Fethullah Gülen, Mısır'da olayların bu hale gelmesinden dolayı Muhammed Mursî'nin suçlanmasının ve çevresini okuyamadığına dair sözler edilmesinin şu anda hiçbir faydasının olmadığını, bu türlü dedikoduların arkasında insanın yanılabileceğini ve hüsn-ü zannının kurbanı olabileceğini hesaba katmamanın da bulunduğunu, aslında o işin ehli olan kimseler tarafından daha önceden bazı ikazların yapılmış olması gerektiğini ifade ederek şöyle devam etti:

"Mü'min sever, hüsn-ü zan eder, fakat aldanabilir. Mü'min aldanabilir; "Biz ki müslümanız, aldanırız.' Çent defa aldanmışızdır, çent defa Yanınıza almışsınızdır, "kardeşim' demişinizdir. Yirmi sene, otuz sene, kırk sene "kardeşim' demiş, bağrınıza basmışsınızdır. Fakat bir gün hiç beklenmedik bir yerde -meğer kendi dünyasını örgülüyormuş dantelasında- sırtınızdan hançeri yediğiniz zaman acıyla inlersiniz; döner bakarsınız, bir de oymuş meğer. Mü'miniz.. hüsn-ü zannımızın altında kalabiliriz; hüsn-ü zan akıntısına kapılabiliriz, gidebiliriz. Bunu görenler haber vermeli, sezenler haber vermeli bu mevzuda, bilebilen servisler haber vermeli, ikaz etmeli, o insanların yanılmalarına meydan vermemeliler.
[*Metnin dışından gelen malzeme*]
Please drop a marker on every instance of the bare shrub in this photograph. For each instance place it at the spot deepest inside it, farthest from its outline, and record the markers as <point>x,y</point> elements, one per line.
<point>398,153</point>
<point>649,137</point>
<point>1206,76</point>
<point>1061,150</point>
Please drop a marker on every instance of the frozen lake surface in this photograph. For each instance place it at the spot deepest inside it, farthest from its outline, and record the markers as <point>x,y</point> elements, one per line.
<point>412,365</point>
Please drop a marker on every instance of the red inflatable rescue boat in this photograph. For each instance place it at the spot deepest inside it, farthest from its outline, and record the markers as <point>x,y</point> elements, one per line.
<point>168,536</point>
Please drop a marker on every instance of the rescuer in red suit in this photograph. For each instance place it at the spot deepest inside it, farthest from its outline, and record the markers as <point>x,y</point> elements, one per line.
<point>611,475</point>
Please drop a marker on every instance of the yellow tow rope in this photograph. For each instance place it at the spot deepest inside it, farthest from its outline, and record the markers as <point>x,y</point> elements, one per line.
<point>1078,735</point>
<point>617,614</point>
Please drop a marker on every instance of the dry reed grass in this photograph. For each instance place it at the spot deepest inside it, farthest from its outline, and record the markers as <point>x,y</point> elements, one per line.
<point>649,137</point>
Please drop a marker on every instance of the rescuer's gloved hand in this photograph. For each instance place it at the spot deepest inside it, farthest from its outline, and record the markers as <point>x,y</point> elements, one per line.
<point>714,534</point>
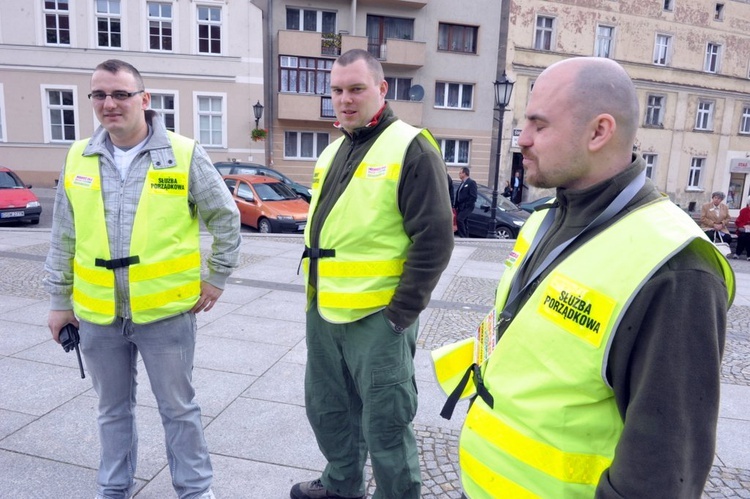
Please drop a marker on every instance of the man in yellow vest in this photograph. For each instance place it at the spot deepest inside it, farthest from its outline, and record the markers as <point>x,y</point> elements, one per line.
<point>611,313</point>
<point>124,266</point>
<point>378,237</point>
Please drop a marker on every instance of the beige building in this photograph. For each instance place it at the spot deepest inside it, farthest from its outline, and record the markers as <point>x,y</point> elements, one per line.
<point>201,61</point>
<point>439,61</point>
<point>690,60</point>
<point>206,62</point>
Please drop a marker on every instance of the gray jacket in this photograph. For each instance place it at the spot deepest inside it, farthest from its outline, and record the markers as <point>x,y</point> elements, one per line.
<point>207,193</point>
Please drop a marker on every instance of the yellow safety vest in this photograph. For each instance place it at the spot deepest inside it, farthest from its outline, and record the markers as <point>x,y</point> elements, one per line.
<point>554,424</point>
<point>164,258</point>
<point>364,228</point>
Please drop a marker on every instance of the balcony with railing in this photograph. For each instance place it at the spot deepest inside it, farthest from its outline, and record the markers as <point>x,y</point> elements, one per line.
<point>305,107</point>
<point>396,52</point>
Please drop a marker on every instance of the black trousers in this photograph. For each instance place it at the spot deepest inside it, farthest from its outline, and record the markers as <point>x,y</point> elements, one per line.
<point>462,221</point>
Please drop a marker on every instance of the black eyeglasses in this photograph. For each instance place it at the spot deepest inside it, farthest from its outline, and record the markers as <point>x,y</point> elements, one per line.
<point>116,95</point>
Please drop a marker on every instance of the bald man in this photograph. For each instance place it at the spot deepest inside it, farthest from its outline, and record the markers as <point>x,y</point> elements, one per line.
<point>612,316</point>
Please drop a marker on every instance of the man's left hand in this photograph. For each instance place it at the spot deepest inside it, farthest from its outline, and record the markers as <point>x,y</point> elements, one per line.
<point>209,295</point>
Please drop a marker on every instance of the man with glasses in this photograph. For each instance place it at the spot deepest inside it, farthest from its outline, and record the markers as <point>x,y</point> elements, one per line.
<point>125,267</point>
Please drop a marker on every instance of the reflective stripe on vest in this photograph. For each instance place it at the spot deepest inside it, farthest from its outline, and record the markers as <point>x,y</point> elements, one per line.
<point>555,423</point>
<point>364,227</point>
<point>166,279</point>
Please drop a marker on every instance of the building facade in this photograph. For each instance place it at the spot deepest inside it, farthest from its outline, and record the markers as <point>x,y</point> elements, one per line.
<point>439,61</point>
<point>690,61</point>
<point>206,62</point>
<point>202,62</point>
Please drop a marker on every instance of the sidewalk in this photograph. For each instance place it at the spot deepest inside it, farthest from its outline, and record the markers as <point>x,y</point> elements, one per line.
<point>249,370</point>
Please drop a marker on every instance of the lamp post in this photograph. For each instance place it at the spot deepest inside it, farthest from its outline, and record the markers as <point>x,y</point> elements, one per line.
<point>258,112</point>
<point>503,89</point>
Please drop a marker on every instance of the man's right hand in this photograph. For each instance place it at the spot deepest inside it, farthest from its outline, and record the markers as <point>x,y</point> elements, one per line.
<point>57,320</point>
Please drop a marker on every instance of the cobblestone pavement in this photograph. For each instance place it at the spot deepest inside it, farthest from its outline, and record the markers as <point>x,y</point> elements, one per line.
<point>20,275</point>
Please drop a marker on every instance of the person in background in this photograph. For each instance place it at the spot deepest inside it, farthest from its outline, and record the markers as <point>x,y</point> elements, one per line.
<point>380,216</point>
<point>508,191</point>
<point>466,199</point>
<point>742,224</point>
<point>517,189</point>
<point>124,266</point>
<point>604,381</point>
<point>715,217</point>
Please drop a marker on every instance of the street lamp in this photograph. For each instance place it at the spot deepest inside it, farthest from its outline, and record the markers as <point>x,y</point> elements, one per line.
<point>258,112</point>
<point>503,89</point>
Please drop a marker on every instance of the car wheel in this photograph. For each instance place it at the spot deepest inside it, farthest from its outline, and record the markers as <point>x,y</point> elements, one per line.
<point>264,226</point>
<point>504,232</point>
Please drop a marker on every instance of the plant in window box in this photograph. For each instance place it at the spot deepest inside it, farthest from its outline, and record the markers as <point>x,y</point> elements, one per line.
<point>258,134</point>
<point>330,44</point>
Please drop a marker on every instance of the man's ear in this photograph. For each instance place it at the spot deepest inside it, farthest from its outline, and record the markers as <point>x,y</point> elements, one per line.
<point>602,129</point>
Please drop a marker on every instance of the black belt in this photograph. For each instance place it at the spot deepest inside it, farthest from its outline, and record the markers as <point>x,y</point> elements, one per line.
<point>314,253</point>
<point>117,263</point>
<point>455,395</point>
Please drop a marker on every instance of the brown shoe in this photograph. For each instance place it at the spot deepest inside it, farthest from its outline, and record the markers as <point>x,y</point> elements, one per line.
<point>315,490</point>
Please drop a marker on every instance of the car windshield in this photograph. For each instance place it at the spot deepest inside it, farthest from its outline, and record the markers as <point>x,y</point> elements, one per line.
<point>502,202</point>
<point>10,181</point>
<point>274,191</point>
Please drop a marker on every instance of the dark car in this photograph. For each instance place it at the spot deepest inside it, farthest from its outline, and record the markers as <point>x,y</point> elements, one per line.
<point>234,168</point>
<point>530,206</point>
<point>508,219</point>
<point>17,202</point>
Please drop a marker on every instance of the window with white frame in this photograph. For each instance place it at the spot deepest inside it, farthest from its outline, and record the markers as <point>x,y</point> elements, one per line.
<point>160,26</point>
<point>457,38</point>
<point>164,104</point>
<point>704,116</point>
<point>108,24</point>
<point>745,120</point>
<point>650,160</point>
<point>455,152</point>
<point>713,57</point>
<point>211,120</point>
<point>61,114</point>
<point>662,50</point>
<point>453,95</point>
<point>304,145</point>
<point>57,22</point>
<point>543,33</point>
<point>605,38</point>
<point>655,110</point>
<point>310,20</point>
<point>696,170</point>
<point>209,30</point>
<point>305,75</point>
<point>719,12</point>
<point>398,88</point>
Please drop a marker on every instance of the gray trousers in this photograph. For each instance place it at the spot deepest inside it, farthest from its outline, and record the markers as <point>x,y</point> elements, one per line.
<point>361,396</point>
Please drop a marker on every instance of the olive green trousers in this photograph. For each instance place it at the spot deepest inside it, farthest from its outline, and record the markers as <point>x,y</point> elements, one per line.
<point>361,396</point>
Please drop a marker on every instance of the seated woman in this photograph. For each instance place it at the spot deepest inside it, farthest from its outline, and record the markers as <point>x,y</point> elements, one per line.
<point>715,217</point>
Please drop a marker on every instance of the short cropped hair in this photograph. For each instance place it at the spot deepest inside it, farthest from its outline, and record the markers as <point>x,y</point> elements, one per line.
<point>115,65</point>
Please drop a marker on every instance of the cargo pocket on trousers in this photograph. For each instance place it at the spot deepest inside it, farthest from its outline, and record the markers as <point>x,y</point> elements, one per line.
<point>393,404</point>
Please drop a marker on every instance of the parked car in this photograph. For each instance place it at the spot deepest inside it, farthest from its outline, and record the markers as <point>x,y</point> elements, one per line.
<point>267,204</point>
<point>17,202</point>
<point>508,219</point>
<point>530,206</point>
<point>234,167</point>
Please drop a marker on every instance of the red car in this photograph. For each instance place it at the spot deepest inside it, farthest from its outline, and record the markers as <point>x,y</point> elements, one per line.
<point>267,204</point>
<point>17,202</point>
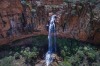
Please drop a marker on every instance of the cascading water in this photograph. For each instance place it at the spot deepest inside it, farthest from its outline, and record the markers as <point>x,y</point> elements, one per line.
<point>51,41</point>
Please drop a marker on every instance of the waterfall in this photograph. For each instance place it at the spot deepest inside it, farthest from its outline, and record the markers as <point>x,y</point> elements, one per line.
<point>51,41</point>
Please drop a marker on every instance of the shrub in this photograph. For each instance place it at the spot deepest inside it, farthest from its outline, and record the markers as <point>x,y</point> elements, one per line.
<point>7,61</point>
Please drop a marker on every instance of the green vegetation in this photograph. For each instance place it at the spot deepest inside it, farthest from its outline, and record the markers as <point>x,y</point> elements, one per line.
<point>27,51</point>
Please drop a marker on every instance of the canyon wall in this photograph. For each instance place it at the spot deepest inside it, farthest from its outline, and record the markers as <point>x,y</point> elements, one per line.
<point>20,20</point>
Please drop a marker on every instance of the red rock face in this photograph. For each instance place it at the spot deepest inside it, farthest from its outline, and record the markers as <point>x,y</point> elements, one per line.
<point>67,25</point>
<point>52,2</point>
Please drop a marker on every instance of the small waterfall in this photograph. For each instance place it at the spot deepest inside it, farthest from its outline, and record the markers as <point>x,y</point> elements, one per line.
<point>13,26</point>
<point>51,41</point>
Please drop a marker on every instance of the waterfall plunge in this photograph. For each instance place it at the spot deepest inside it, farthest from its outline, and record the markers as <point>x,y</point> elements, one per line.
<point>51,41</point>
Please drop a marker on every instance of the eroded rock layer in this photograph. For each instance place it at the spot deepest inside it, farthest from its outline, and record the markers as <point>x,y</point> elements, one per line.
<point>80,21</point>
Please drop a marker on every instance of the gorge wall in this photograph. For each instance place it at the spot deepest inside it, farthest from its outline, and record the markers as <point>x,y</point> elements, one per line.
<point>21,20</point>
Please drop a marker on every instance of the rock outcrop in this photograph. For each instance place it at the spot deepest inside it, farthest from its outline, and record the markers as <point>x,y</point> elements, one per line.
<point>78,21</point>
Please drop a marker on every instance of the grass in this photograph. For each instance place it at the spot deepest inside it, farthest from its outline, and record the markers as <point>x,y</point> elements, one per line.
<point>73,52</point>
Bazen o türlü yanılmalar, olumsuz negatif bir mabeyn-i humayun teşekkülüyle olur, oluşur. Bir menfaat çetesi, birinin etrafını sarar; ona sahip çıkmaları, onu tutmaları, onu desteklemeleri sadece kendi çıkarlarına bağlıdır onların. Öyle gülerler onun yüzüne, onu öyle takdir ederler, onu öyle alkışlarlar, "Eşin yok, menendin yok, kakül-ü gülberlerinin tek teline acem mülkü fedadır' derler. O da bunları candan muhib, seven insanlar, dostlar, taraftarlar zanneder. Ve dolayısıyla ona ulaşma çok zorlaşır. O kendi kendini tecrit etmiştir. İşte bu çıkar ve menfaat grubuyla kendi kendini tecrit etmiştir. Onların iyi dediğine iyi der, kötü dediğine kötü der. Yol verilmesine müsaade ettiklerine yol verir, vermek istemediklerine de yol vermez. Böylece yalnızlaşmış olur. Vakıa etrafında bir cemaat vardır; bir şair şu mealde bir söz söyler, "O kalabalık içinde ben yalnızım' der. "Bu sessizlikte, sessizlikten sarhoşum.' Bir mısraı da odur, "sessizlikten sarhoşum' der. Kalabalık içinde yalnızdır, etrafında bir sürü insan vardır ama o yalnızdır. Onlar -bağışlayın- kendi türkülerini çalar-çığırırlar, ona da onu duyururlar, fakat hakikatten, işin mahiyet-i nefsü'l-emriyesinden, işin arka planından haberi yoktur. O Hazret de böyle aldanmış olabilir, onun ikaz edilmesi lazımdı."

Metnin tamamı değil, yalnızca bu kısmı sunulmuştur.